Kennedy smiled, but his confidence remained unshaken.

"I am in a position to meet all of your objections," he explained
simply. "I think I could lay it down as a rule that by proper
methods chloroform may be discovered in the viscera much longer
after death than is commonly supposed - in summer from six days to
three weeks, with a practical working range of say twelve days,
while in winter it may be found even after several months - by the
right method. Certainly this case comes within the average length
of time. More than that, no substance is generated by the process
of decomposition which will vitiate the test for chloroform which
I have just made. Chloroform has an affinity for water and is also
a preservative, and hence from all these facts I think it safe to
conclude that sometimes traces of it may be found for two weeks
after its administration, certainly for a few days."

"And Madame de Nevers? "queried the coroner, as if the turn of
events was necessitating a complete reconstruction of his theory of
the case.

"Was murdered," completed Kennedy in a tone that left nothing more
to be said on the subject.

"But," persisted the coroner, "if she was murdered by the use of
chloroform, how do you account for the fact that it was done without
a struggle? There were no marks of violence and I, for one, do not
believe that under ordinary circumstances any one will passively
submit to such an administration without a hard fight."

>From his pocket Kennedy drew a small pasteboard box filled with tiny
globes, some bonbons and lozenges, a small hypodermic syringe, and
a few cigars and cigarettes. He held it out in the palm of his hand
so that we could see it.

"This," he remarked, "is the standard equipment of the endormeur.
Whoever obtained admittance to Madame's rooms, either as a matter of
course or secretly, must have engaged her in conversation, disarmed
suspicion, and then suddenly she must have found a pocket
handkerchief under her nose. The criminal crushed a globe of liquid
in the handkerchief, the victim lost consciousness, the chloroform
was administered without a struggle, all marks of identification were
obliterated, the body was placed in the closet, and the maid - either
as principal or accessory - took the most likely means of postponing
discovery by paying the bill in advance at the office, and then
disappeared."

Kennedy slipped the box back into his pocket. The coroner had, I
think, been expecting Craig's verdict, although he was loath to
abandon his own suicide theory and had held it to the last possible
moment. At any rate, so far he had said little, apparently
preferring to keep his own counsel as to his course of action and
to set his own machinery in motion.

He drew a note from his pocket, however. "I suppose," he began
tentatively, shaking the note as he glanced doubtfully from it to
us, "that you have heard that among the callers on this unfortunate
woman was a lady of high social position in this city?"

"I have heard a rumour to that effect," replied Kennedy as he busied
himself cleaning up the apparatus he had just used.
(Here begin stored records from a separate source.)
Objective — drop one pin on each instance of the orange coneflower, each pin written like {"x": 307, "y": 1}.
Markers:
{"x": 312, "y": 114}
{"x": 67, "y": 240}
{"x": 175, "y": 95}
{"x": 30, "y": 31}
There was
nothing in his manner even to hint at the fact that we had gone
further and interviewed the young lady in question.

"Well," resumed the coroner, "in view of what you have just
discovered I don't mind telling you that I believe it was more than
a rumour. I have had a man watching the woman and this is a report
I received just before I came up here."

We read the note which he now handed to us. It was just a hasty
line: "Miss Lovelace left hurriedly for Washington this morning."

What was the meaning of it? Clearly, as we probed deeper into the
case, its ramifications grew wider than anything we had yet expected.
Why had Miss Lovelace gone to Washington, of all places, at this
torrid season of the year?

The coroner had scarcely left us, more mystified than ever, when a
telephone message came from McBride saying that he had some important
news for us if we would meet him at the St. Cenis Hotel within an
hour. He would say nothing about it over the wire.